Cultivating empathy when listening provides an excellent opportunity to be other-focused, rather than self-focused.  Mindful listening also includes responses to the speaker that confirm and acknowledge that you have heard what they are saying, and are seeking to clarify what you did not understand.  This can be especially challenging if we disagree with what the speaker is saying and an emotional response is triggered in us.  Listening includes discipline and restraint, getting out of our own way in order to respond instead of pure automatic reacting.  Body language is important here - leaning forward, not crossing your arms or legs, facial expression, gestures that you make, the amount and intensity of eye contact and amount of personal space that is appropriate to your respective cultures and social norms.  It is helpful if your eyes are level in relation to one another, for example both parties sitting or standing, so your gazes are on an equal plane. 

Mindful listening does include both non-verbal and verbal responses, consisting of encouragement for the speaker to express themselves, expand upon what they are saying, and clarify what they have said.  The FBI and several law enforcement agencies have incorporated active listening skills into their crisis negotiation skills training.  The following key elements are inspired by the FBI's techniques, coupled with my own personal and professional practice preferences:

 Non-verbal responses include nodding your head, your facial expression, any gestures that you make,etc. 

Mirroring facial expression is a vehicle for empathic connection, by smiling with someone, looking concerned when they are worried, or sad when they are expressing difficulty or sadness.

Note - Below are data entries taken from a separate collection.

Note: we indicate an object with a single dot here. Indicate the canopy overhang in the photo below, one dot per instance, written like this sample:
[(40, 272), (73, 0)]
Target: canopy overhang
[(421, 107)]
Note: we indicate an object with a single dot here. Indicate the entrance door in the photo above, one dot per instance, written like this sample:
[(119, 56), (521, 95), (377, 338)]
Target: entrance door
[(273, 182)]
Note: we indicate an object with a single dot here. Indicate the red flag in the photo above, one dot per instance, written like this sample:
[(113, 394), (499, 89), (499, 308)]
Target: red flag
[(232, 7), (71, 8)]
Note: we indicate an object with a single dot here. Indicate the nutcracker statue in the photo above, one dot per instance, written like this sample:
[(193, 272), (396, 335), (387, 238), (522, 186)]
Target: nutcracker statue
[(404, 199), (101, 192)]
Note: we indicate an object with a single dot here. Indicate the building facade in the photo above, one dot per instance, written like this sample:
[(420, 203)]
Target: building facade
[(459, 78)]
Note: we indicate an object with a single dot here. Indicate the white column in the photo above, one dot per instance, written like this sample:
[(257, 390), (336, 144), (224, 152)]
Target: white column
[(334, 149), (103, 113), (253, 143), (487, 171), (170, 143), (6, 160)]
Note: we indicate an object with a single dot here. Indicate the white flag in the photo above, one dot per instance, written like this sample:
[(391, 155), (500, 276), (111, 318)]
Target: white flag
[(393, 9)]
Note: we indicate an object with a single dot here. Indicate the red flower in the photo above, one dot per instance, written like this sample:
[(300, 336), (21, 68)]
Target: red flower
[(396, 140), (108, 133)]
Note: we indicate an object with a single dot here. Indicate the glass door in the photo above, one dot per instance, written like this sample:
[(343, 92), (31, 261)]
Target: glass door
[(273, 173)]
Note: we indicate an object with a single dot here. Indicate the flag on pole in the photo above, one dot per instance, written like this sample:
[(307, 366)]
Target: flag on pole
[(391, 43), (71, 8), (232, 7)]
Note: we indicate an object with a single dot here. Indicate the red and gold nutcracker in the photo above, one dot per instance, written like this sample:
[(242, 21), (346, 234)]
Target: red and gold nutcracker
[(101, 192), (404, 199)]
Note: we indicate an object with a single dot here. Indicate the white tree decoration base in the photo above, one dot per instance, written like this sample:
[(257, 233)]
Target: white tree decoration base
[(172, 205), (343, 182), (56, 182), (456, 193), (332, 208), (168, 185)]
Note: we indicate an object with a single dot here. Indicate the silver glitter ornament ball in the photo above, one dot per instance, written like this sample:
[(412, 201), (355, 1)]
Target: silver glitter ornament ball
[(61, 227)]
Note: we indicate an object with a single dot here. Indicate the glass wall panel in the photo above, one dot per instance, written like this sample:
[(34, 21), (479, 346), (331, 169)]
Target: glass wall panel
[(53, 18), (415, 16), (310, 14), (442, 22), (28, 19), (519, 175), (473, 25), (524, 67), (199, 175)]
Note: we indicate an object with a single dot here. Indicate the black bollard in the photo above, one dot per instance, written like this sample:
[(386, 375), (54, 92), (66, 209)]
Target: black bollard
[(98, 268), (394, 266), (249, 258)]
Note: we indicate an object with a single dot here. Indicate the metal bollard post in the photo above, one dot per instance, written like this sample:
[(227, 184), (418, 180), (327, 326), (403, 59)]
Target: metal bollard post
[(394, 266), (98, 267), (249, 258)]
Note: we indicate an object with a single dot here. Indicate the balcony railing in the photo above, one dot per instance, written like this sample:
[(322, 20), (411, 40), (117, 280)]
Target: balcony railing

Verbal mirroring or reflecting by just repeating the last few words that the person said, for example if they say “I got so down I felt like crying,”  you say “you felt like crying.”  This may seem awkward to implement, but it serves to validate a stance of listening and comprehension. 

Brief verbal acknowledgements  (oh, okay, right, uh-huh, yes, totally, ah, um-hmmm, etc.)

Encouraging statements or clarifying questions such as “tell me more about that,” or “I’d like to hear more,” or “what did you mean when you said....?”

Validating feelings by naming them:  “I know that you are really angry,”  I can see how disappointed you are,”  “It made you really sad.”

Paraphrasing or repeating what the other person said, the short version, in your own words, and then checking “did I get that right?” or “is that what you meant?”

Summarizing what the person said is a strong way to communicate that you have listened and heard.  It includes a brief overview of the content of what was said, as well as acknowledging any attendant emotions. 

Pausing before speaking is also validating because it illustrates considering and digesting what the other person has said, a form of validation in and of itself.  It serves to slow down the process of communication which can inject a sense of space and calm into a conversation that may be emotionally charged.  Provide space for the speaker to talk and to pause as well, as someone may be collecting their thoughts and may not be finished speaking.  If you jump right in when someone pauses, you may short-circuit the communication flow.


Mindful listening is the essence of receptivity - allowing another person to express themselves without interrupting, judging, refuting, or discounting.  It truly sets the stage for effective communication, and is the gateway to understanding and connection.  The spirit of non-defensiveness is essential - you may not agree with what is being said, but the attitude is one of attempting to understand and acknowledge another’s feelings and point of view.  This is the exercise of walking in another’s shoes, an effort to feel their life experience and process.  Try it and remember that it takes focus, practice, and a compassionate attitude towards the self and others as you cultivate your listening skills.  Back to basics in the twenty-first century - in communication it all begins with listening!